Coaxial cable refers to a cable with two concentric conductors, an annular conductor and its insulator outside the inner insulating material, and the conductor and shielding layer share the same axis. Common coaxial cables are composed of copper wire conductors isolated by insulating materials. The entire cable is wrapped by a polyvinyl chloride or Teflon material sheath. So, let’s learn about the principles and classification of coaxial lines!

Coaxial lines can be used for the transmission of analog signals and digital signals. As a means of transmitting television signals to thousands of households, coaxial lines have rapidly developed as cable TV. A cable TV system can carry dozens to hundreds of TV channels, suitable for various applications, and its transmission range can reach tens of kilometers. Coaxial cable has long been an important component of long-distance telephone networks. Today, important among them are television broadcasting, long-distance telephone transmission, short-distance connections between computer systems, local area networks, etc. We face fierce competition from fiber optics, terrestrial microwave and satellite.

The development of coaxial lines is mainly divided into four generations: starting from the mid-19th century, polyethylene materials were used as solid core insulation media; the second generation used chemical foaming PE materials as the insulation medium; the third generation used lotus core vertical hole PE materials as the insulation medium. Insulating medium; the fourth generation uses physical foaming PE material as the insulating medium. Coaxial cables are divided into leaky coaxial cables, multi-core coaxial cables, thinned coaxial cables, and composite coaxial cables according to their structures.

Working principle of coaxial line:

The coaxial line is divided into four layers from the inside to the outside, which is a central copper wire (a solid wire or multiple stranded wires), a plastic insulator, a mesh conductive layer, and a wire sheath. The central copper wire and the mesh conductive layer form a current loop. It is named because the central copper wire and the mesh conductive layer are in a coaxial relationship. Coaxial wires transmit alternating current instead of direct current. That is to say, the direction of the current is reversed many times in one second. If an ordinary wire is used to transmit high-frequency current, this wire is equivalent to an antenna that emits wireless energy outwards. This effect It will lose the power of the signal and reduce the strength of the received signal.

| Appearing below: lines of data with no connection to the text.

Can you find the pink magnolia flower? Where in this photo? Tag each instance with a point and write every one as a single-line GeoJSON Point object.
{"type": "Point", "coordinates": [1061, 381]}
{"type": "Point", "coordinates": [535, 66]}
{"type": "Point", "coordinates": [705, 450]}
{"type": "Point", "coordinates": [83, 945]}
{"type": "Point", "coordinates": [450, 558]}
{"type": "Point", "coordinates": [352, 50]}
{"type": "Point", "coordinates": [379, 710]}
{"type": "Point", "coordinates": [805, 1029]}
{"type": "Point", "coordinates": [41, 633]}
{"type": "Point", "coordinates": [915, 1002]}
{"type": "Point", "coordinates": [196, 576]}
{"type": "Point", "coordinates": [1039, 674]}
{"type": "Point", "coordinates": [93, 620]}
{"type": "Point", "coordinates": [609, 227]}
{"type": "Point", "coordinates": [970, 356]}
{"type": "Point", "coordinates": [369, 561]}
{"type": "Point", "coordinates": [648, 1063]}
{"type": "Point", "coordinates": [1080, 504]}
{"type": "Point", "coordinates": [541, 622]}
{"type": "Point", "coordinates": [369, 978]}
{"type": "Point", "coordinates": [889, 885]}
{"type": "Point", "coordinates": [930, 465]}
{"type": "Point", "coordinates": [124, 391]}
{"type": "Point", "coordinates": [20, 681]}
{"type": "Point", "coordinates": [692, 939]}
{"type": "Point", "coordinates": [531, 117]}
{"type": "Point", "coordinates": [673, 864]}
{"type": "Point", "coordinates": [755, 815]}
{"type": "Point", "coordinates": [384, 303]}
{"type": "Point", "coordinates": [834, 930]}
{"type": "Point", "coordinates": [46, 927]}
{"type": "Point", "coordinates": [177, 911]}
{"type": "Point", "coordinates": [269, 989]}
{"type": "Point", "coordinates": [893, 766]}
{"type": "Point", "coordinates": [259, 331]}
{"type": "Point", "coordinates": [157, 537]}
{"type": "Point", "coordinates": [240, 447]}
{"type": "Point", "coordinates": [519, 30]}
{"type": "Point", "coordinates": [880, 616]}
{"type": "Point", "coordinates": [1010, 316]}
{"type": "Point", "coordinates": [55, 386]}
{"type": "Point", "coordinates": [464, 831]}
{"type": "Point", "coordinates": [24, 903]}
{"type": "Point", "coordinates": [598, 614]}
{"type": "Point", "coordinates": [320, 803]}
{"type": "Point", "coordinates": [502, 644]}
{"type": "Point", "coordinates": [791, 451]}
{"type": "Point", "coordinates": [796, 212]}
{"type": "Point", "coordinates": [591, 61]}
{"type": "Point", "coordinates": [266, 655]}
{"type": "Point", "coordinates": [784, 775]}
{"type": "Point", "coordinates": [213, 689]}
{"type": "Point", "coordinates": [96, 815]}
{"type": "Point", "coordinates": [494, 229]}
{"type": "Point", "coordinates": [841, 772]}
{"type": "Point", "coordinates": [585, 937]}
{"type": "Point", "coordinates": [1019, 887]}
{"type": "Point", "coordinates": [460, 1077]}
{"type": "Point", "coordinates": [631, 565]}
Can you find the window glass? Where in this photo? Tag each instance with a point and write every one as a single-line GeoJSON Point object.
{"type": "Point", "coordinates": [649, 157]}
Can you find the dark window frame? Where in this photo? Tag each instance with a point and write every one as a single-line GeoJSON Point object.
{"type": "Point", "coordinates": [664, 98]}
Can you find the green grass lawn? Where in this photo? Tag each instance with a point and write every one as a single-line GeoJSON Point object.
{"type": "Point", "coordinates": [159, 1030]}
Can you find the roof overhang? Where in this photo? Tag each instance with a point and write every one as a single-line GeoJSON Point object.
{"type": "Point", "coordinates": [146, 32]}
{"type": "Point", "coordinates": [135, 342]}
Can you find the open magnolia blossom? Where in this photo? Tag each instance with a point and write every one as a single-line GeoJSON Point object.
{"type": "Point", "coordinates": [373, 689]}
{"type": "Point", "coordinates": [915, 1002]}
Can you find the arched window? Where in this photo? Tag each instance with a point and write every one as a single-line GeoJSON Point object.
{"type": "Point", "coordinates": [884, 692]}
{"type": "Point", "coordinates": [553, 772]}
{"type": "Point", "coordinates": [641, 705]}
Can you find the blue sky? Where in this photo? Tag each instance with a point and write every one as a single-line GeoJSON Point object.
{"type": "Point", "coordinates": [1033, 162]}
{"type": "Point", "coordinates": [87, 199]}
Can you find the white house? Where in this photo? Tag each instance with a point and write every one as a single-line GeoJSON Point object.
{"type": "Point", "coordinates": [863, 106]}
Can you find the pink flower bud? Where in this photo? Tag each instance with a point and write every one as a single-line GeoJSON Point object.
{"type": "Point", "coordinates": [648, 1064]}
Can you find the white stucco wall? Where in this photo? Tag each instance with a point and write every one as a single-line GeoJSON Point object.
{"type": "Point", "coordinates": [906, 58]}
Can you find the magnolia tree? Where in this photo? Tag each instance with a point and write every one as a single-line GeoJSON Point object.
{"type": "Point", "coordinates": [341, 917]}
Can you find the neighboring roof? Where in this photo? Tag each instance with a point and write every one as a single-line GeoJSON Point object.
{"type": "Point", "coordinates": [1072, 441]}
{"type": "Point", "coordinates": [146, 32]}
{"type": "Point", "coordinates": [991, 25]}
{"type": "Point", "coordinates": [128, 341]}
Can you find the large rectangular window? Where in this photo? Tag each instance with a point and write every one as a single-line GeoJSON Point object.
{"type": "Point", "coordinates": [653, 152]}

The coaxial line is designed to solve this problem. In coaxial lines, if part of the cable is greatly compressed and twisted, the distance between the center wire and the mesh conductive layer is not always constant, and there is also the problem of internal electric waves being reflected by the signal source. The radio radiated from the center wire is isolated by a mesh conductive layer that controls the radiated radio through grounding, an effect that reduces the receivable signal power. To overcome this problem, a plastic insulator is added between the central wire and the mesh conductive layer, ensuring that the distance between them is always maintained. As a result, the cable is stiff and less prone to bending.

The coaxial line shielding material is essentially an improvement on the outer conductor. The outer conductor has very good shielding performance, but it is not easy to bend and is inconvenient to use. It can be seen that the shielding efficiency of single-layer braiding is poor. The transfer resistance of double-layer braiding is reduced by 3 times compared with single-layer braiding. From the tubular outer conductor to single-layer braiding and double-layer metal, the shielding effect of double-layer braiding is compared with single-layer braiding. has been greatly improved. Large coaxial cable manufacturers continue to improve the outer conductor structure of their cables in order to maintain performance.

Main categories:

There are two basic types of coaxial cables: baseband coaxial cable and broadband coaxial cable.

Baseband coaxial line

The shielding layer of the baseband coaxial cable is usually a copper mesh structure with a characteristic impedance of 50. This cable is used to transmit digital signals. Generally, RG-8 (thick cable) and RG-58 (thin cable) are commonly used. The intuitive difference between thick cables and thin cables is the diameter of the cables. However, thick cable networks require the installation of transceivers and transceiver cables, which is also very difficult to install, so the overall cost is high. On the contrary, thin cables are relatively simple and low-cost; however, since the cables will be cut during installation, poor contact may occur if there are many connectors. Whether it is a network connected with thick cables or a network connected with thin cables, the point of failure is often Will affect all equipment along the entire cable. Thick cables are suitable for larger local networks, with long standard distances and high reliability; diagnosis and repair of faults are troublesome. As a result, baseband coaxial cable has been replaced by unshielded twisted pair and fiber optic cable.

Broadband coaxial line

The shielding layer of broadband coaxial cable is usually made of aluminum stamping. It is a standard transmission cable used in cable TV networks and can transmit multiple TV signals simultaneously in one cable. Its characteristic impedance is 75Ω. This kind of cable is usually used to transmit analog signals, and the commonly used model is RG-59. Broadband coaxial cable can also be used as the transmission medium for some computer networks.